Uri Tzaig filme le sport pour décrypter les langages et dénoncer les systèmes de pensée. Mais à vouloir faire sens à tout prix, il alourdit singulièrement ses vidéos conceptuelles.
Depuis mai dernier, Israël, c’est aussi Dana International, beau brin de fille au chant disco, gagnante glorieuse de l’Eurovision dernier cru. Honte et fierté nationale dans l’Etat hébreu, selon les positions sociales et les habitudes culturelles, un conflit quasi idéologique qui semblait si bien résumer les contradictions israéliennes (entre une culture jeune technologique occidentalisée et une vieille garde religieuse conservatrice) qu’Uri Tzaig en fit une affiche, ornée d’un slogan choc : « Israel welcomes Palestine in 1999 Eurovision contest », sur fond de territoires occupés argentés. Mélange grave et impertinent de culture populaire et de politique nationale, de dance désinvolte et de drames humains.
A 33 ans, Uri Tzaig s’est déjà imposé comme un as artistique du mélange des genres, un décrypteur consciencieux des tensions et complexités de la société moderne, à travers quelques sujets de prédilection : le langage, les systèmes de pensée, les modes de communication, le pouvoir de l’image. Une thématique lourde, qui n’a rien de vraiment nouveau de Debord à Derrida en passant par Godard et Chomsky, des penseurs des années 60 ont déjà balisé le sujet mais prend avec cet artiste une forme inédite : le terrain de sport. Le gazon d’un match de foot ou de rugby, un ring de boxe, des rangées de gradins reconstitués…, les vidéos d’Uri Tzaig ont le contexte physique. Une formalisation esthétique et symbolique : « Le sport est un système commandé par des règles précises. Un sportif sur un terrain est comme un soldat à la guerre. On essaie de vous faire croire qu’il n’y a qu’un ennemi à combattre. Alors qu’en fait les menaces sont infinies. » Souvenirs de service militaire qui permettent à Tzaig d’évoquer à demi-mot le contexte politique israélien. Il y a quelques années, il montrait avec Village des pots présentés comme s’ils avaient été conçus par un Palestinien en exil. Un art « engagé » dont l’artiste s’est éloigné dans la forme, préférant aujourd’hui des oeuvres moins frontales. A Montpellier, il présente une vidéo au titre ambitieux, Infinity, désignée par le signe mathématique de l’infini. Deux équipes s’y affrontent, hommes et femmes confondus, tous vêtus du même uniforme rouge sang. Une balle passe de main en main, sans que jamais les règles du jeu ne soient expliquées. De temps à autre, un participant se colle une gommette de couleur sur la jambe du pantalon. Mystère. Tandis que les cordes qui entourent le terrain se resserrent. Impression d’asphyxie, curieusement rythmée par les saccades de l’image, une alternance de ralentis et d’accélérés, bercés par les doux mouvements des danseurs du Centre chorégraphique de Montpellier : une pièce hypnotique, intelligemment douce-amère, cérébrale et belle à regarder. Commentaire qui inquiète un peu l’artiste, parce que « les belles images sont dangereuses, car elles participent à un système ».
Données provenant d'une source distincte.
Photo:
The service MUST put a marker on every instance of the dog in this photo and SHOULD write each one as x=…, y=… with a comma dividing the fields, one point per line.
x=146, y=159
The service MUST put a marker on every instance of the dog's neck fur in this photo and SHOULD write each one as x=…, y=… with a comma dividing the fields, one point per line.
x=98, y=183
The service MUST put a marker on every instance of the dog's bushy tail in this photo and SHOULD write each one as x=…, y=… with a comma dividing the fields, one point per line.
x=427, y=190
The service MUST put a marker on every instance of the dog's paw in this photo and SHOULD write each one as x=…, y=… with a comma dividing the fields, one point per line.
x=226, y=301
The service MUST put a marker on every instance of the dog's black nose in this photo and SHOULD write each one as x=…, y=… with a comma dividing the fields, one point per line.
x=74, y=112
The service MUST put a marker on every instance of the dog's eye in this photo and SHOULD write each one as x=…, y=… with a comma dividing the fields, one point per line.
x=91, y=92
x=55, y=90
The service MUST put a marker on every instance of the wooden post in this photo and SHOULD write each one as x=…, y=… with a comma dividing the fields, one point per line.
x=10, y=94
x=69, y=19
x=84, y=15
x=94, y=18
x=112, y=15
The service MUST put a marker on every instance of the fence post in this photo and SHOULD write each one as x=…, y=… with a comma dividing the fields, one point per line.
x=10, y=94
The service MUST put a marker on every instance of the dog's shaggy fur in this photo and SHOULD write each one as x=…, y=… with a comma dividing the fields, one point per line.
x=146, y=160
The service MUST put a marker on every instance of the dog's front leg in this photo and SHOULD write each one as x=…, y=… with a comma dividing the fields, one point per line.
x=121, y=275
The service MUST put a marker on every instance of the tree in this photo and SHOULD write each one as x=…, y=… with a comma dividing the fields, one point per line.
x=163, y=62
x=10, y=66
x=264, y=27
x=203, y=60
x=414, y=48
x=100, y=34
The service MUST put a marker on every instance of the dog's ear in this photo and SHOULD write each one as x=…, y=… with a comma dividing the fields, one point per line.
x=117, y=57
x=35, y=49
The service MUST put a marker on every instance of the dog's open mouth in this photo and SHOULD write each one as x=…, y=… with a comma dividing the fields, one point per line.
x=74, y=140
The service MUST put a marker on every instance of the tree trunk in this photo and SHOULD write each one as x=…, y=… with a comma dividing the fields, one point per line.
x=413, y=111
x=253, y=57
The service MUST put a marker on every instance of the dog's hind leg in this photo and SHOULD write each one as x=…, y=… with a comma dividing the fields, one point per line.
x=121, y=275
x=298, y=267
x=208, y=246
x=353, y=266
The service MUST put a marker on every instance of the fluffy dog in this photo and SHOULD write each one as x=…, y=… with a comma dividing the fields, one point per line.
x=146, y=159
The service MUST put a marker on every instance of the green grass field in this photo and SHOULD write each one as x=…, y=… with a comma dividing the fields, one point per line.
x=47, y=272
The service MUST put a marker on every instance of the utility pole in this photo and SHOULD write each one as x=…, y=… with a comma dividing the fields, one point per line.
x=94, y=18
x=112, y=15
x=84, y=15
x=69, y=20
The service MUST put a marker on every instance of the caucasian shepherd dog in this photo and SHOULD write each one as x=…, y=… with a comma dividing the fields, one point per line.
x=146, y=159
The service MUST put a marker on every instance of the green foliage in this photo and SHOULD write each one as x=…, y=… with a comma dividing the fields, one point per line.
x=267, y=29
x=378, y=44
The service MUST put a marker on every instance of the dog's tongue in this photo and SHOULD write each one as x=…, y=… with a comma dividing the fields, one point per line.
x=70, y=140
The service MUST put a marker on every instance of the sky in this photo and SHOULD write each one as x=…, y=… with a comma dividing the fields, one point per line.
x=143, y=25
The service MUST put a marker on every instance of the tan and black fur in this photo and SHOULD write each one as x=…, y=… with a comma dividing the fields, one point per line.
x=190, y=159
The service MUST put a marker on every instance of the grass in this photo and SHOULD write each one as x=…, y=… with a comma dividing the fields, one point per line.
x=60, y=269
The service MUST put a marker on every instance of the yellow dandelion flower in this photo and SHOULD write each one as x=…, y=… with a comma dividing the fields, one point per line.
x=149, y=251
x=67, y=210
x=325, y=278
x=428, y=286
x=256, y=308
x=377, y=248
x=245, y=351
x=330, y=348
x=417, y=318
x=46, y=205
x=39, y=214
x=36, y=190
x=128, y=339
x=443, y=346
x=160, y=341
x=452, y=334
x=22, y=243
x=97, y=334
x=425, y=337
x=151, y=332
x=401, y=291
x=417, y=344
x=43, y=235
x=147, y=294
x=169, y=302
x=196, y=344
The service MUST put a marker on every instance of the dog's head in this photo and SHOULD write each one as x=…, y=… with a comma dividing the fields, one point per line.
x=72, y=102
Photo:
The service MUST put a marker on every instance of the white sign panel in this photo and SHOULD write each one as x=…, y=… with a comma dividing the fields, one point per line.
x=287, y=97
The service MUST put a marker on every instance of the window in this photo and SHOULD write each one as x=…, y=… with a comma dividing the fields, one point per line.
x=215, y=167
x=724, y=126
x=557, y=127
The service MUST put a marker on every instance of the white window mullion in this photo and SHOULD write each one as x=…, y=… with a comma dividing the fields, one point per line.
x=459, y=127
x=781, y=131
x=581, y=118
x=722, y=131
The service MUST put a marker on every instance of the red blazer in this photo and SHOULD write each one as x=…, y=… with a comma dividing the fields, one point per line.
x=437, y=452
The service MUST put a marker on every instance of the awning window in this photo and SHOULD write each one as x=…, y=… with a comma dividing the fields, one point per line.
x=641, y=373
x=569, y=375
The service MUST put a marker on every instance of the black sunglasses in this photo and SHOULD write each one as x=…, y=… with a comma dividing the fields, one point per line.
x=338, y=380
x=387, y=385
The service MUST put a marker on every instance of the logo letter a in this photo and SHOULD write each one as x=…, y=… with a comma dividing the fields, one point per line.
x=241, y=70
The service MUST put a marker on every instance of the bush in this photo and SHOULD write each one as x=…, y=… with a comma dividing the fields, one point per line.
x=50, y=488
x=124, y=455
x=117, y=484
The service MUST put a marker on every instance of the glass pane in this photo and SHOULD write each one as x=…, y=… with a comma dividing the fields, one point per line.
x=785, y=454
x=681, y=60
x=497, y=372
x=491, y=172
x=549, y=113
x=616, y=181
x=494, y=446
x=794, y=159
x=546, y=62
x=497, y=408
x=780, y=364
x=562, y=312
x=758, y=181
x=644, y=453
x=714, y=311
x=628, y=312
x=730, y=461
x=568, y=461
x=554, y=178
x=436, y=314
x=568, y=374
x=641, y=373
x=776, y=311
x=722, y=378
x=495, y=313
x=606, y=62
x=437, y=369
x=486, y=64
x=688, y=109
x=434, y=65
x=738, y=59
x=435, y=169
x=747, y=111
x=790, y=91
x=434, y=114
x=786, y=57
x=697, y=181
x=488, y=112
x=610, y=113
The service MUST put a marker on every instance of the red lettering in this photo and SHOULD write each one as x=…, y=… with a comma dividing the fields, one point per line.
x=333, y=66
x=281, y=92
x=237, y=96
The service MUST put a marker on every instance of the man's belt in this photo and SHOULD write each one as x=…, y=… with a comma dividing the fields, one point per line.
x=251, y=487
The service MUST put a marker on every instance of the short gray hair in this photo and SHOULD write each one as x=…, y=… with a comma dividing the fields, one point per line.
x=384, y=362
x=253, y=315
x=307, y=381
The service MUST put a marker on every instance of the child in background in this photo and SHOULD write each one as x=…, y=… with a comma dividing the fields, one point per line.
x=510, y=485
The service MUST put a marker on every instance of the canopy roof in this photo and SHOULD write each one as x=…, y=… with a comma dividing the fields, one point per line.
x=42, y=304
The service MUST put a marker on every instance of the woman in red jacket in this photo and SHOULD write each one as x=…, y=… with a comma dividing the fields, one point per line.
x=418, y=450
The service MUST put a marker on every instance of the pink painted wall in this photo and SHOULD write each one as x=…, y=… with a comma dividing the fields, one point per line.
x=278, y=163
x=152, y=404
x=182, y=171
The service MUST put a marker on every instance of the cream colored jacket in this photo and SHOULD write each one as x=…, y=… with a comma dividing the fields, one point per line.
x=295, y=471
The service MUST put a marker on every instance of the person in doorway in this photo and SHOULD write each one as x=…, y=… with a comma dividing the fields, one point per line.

Mais à force de craindre la séduction et de vouloir à tout prix faire sens, Uri Tzaig en arrive parfois à alourdir son propos. Dans Play, deux équipes s’affrontent sur un terrain de foot classique, se disputant deux ballons sous les regards croisés de deux arbitres : habile mise en scène sur l’artifice des règles et la nécessité pour le spectateur de toute image de s’en faire sa propre idée. Sauf qu’en bas de l’écran défile un texte (compliqué, abstrait, difficile à appréhender sous la forme de sous-titres) censé provoquer un décalage salvateur entre messages envoyés et messages reçus. Uri Tzaig cherche ainsi à rendre apparente la structure de son récit, pour mieux dénoncer le pouvoir trompeur des images. Mais au final l’antidote se retourne contre la pièce : trop sérieux, trop didactique.
L’art conceptuel d’Uri Tzaig sait pourtant ne pas être prude. L’artiste s’apprête ainsi à produire un film porno avec textes en 3D et scènes explicites. « Comment créer un nouveau type d’art, plus individualisé ? », s’interroge-t-il. Réponse : en vendant le film 800 dollars la minute à toute personne désirant y participer. Ce nouveau type d’acheteur ne possède donc rien le film reste la propriété de l’artiste mais voit son nom figurer dans le générique. Un nouveau type d’art donc, où la structure financière de l’oeuvre apparaît en plein coeur du travail, libérant par la même occasion l’artiste de toute obligation artistique envers son donneur d’ordre. Très loin de la publicité d’entreprise, une version X du mécénat artistique.